Salt/Upgrades

From Wikitech

Upgrading Salt

TL;DR

  • use the saltstack packages as a base and apply wmf patches
  • always update the master first; minions running more recent version than the master = broken.
  • shove the dependencies (but not the salt packages) into our repo
  • test on yer laptop or a set of containers first, then in deployment-prep next putting the packages around manually
  • do one minion per distro first as a test
  • test git deploy to be sure it works
  • shove the salt packages into our repo
  • update the production salt master and its minion; then update the rest of prod except the labs salt masters
  • update the salt master and minion on the labs salt masters; then update labs
  • profit!

Getting started

We are usually running a more recent version of Salt than is included with the installed version of Ubuntu. We get source package files from https://launchpad.net/~saltstack/+archive/ubuntu/ for trusty/precise and from http://debian.saltstack.com/debian/pool/main/s/salt/ for jessie. For dependencies we make use of the packages from the salt ppa for ubuntu and the saltstack repo for debian.

Building

We keep our build sources and patches in the operations/debs/salt repo. These instructions are written for git-buildpackage which is what I used. Make sure git-buildpackage is already installed and you already have any config files set up for git and git-buildpackage.

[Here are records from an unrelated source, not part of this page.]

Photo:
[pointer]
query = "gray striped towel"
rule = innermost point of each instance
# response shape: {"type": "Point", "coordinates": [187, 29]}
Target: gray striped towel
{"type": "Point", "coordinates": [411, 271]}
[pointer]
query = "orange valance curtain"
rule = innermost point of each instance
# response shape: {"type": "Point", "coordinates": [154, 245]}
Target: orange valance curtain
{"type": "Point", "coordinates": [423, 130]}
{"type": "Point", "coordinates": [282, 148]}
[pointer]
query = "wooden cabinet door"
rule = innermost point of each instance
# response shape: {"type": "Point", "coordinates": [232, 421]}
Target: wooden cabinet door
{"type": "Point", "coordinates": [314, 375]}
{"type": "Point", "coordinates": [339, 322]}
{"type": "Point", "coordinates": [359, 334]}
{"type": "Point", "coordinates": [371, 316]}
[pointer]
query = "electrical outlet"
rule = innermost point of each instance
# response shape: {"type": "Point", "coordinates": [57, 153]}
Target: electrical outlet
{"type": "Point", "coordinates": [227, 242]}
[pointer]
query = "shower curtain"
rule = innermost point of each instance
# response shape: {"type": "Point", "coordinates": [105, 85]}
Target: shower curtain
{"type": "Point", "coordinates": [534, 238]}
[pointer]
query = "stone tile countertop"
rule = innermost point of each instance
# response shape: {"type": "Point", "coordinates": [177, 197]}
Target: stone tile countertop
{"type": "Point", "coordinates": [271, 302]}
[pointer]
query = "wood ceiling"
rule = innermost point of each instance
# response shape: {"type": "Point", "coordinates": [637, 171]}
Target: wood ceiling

  • Check out the master branch.
  • Download the appropriate source packages from the right repo as listed above. You want the dsc, debian and orig.tar files.
  • cd into your repo
  • gbp import-dsc path-to-dsc-file --pristine-tar for each distro
  • for each distro, create the branch if it doesn't already exist, and toss/cherry pick commits from master until your branch reflects the version and distro you want to build
  • make and commit your patches
  • gbp dch --debian-branch=jessie debian/ or whatever branch you are using; you may need to edit debian/changelog by hand afterwards to fix up the version, also to fix the distro entry
  • commit your changelog
  • git-buildpackage --git-pbuilder --git-dist=jessie --git-arch=amd64 --git-debian-branch=jessie --git-export-dir=/var/tmp/build-area/salt --git-pristine-tar -us -uc or whatever branch you are using. You may need the --git-ignore-new option if gbp whines about upstream not matching the local branch.
  • go to /var/tmp/build-area/salt and retrieve your packages

NOTE:For pushing your changes back to the repo, it would be best to push the master and pristine-tar branches directly back to the git repo bypassing gerrit. Your patches will be in a distro branch and should go through gerrit as usual.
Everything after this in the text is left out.